Pancreatic cancer is the 3rd most common cause of cancer-related mortality in the United States. The Pancreatic Cancer Microenvironment Network (PaCMEN) is an NCI-funded consortium created with the support from the Beau Biden Cancer Moonshot program to conduct translational studies (employing laboratory based investigations and clinical trial samples) aimed at improving therapeutic outcome for patients with this highly lethal disease. The consortium is expected to respond to The Recalcitrant Cancer Research Act, which mandated the NCI to create a roadmap for progress in lethal cancers like pancreatic ductal adenocarcinoma (PDAC), the most common subtype of pancreatic cancer. The major objective of PaCMEN is to better understand PDAC microenvironment with the help of preclinical studies in biologically relevant models and human biospecimens, which should lead to identification of novel approaches for overcoming the observed resistance of PDAC to most available therapies including immunotherapy.

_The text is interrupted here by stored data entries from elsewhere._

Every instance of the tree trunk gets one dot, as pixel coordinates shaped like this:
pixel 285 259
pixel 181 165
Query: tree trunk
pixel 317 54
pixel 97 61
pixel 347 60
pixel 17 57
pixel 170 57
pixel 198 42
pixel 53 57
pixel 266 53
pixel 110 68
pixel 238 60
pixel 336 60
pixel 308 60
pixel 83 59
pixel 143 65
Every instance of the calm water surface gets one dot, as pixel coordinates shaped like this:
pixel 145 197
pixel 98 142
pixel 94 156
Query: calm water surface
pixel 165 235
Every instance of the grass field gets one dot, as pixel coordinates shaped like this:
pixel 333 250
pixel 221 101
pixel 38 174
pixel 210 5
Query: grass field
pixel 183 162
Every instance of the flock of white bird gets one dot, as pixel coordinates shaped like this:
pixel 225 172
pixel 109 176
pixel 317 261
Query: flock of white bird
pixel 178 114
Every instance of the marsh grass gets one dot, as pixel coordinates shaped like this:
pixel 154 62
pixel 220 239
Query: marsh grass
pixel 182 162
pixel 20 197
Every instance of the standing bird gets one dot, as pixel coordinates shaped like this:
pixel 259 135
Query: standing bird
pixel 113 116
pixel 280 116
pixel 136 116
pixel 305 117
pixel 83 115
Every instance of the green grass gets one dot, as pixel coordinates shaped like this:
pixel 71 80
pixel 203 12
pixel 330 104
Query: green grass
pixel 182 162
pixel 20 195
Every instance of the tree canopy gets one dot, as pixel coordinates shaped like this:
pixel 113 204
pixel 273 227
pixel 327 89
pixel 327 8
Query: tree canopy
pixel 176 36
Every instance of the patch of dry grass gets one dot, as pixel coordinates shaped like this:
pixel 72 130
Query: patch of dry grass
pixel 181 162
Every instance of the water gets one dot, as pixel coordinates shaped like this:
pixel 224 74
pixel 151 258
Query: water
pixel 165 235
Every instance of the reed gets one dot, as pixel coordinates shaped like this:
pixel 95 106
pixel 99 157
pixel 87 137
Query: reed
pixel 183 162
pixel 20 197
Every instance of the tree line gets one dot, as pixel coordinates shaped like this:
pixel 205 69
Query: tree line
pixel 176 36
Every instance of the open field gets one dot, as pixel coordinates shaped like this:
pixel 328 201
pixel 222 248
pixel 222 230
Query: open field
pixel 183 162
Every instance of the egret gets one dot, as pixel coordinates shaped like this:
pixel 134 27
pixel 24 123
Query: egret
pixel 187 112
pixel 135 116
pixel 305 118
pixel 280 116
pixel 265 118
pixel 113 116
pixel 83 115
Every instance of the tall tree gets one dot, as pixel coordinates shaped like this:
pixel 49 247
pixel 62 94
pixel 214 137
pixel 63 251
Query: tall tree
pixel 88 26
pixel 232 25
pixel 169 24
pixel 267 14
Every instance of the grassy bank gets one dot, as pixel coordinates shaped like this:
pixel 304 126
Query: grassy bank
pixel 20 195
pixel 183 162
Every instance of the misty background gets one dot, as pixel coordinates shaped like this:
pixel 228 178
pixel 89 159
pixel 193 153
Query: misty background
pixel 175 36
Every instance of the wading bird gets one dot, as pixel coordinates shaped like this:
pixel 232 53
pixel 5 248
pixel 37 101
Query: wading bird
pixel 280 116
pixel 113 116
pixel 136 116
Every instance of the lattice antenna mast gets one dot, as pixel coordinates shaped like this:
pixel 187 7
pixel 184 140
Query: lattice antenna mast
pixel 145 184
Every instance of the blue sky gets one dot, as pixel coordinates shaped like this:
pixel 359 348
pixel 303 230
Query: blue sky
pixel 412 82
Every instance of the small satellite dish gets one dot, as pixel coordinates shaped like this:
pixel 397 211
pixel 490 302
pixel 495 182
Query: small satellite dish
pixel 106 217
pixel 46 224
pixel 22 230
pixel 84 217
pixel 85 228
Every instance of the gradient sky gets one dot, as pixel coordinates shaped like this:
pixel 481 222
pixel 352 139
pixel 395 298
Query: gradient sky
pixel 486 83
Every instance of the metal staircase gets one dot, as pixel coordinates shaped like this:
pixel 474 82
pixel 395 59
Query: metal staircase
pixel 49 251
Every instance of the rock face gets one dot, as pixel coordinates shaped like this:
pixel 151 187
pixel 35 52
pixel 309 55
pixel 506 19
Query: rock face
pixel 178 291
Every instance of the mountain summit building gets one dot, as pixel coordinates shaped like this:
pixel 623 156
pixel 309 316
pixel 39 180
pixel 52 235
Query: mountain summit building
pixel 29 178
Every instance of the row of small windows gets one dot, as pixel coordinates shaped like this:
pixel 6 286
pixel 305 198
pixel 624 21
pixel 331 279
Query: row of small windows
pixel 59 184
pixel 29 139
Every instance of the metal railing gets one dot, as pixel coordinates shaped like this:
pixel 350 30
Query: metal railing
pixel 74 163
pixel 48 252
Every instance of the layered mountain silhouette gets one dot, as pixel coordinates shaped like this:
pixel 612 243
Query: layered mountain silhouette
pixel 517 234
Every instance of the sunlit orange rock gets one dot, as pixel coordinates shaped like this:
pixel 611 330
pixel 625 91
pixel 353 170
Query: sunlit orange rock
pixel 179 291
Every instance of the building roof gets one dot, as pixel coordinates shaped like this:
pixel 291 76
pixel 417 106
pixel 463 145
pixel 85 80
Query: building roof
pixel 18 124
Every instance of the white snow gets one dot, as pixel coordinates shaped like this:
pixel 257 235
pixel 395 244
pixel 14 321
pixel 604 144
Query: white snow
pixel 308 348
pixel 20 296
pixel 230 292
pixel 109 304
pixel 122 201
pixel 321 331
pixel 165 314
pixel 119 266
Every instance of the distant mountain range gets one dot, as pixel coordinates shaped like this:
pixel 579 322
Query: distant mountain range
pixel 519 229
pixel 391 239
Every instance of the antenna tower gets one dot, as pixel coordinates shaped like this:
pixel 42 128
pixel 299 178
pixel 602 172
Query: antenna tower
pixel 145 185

The PaCMEN will strive to make critical progress in a disease where improvements in survival have been relatively modest. Through preclinical studies, the consortium will elucidate the prevalent therapy resistance mechanisms in the PDAC microenvironment, which include exuberant stromal response and profound immune suppressive infiltrate in tumors. In-depth studies of the tumor-microenvironment interactions will lead to the discoveries of vulnerabilities that could be exploited in the design of immunotherapies such as cancer vaccines, checkpoint inhibition, cellular therapies and their combination with other precision medicine interventions and radiation therapy. The findings should, thus, lead to innovations in the clinical environment and help find novel curative options for the disease.
The consortium is comprised of five principal sites (along with their partnering institutions), and a resource center located at MD Anderson Cancer Center. In addition to the institution specific research activities, PaCMEN has also constituted multiple cross institutional working groups to address critical common challenges in the field, including biospecimen banking, development of assay and technical methodologies, correlative studies, model platforms, tumor atlas and bioinformatics/biostatistics.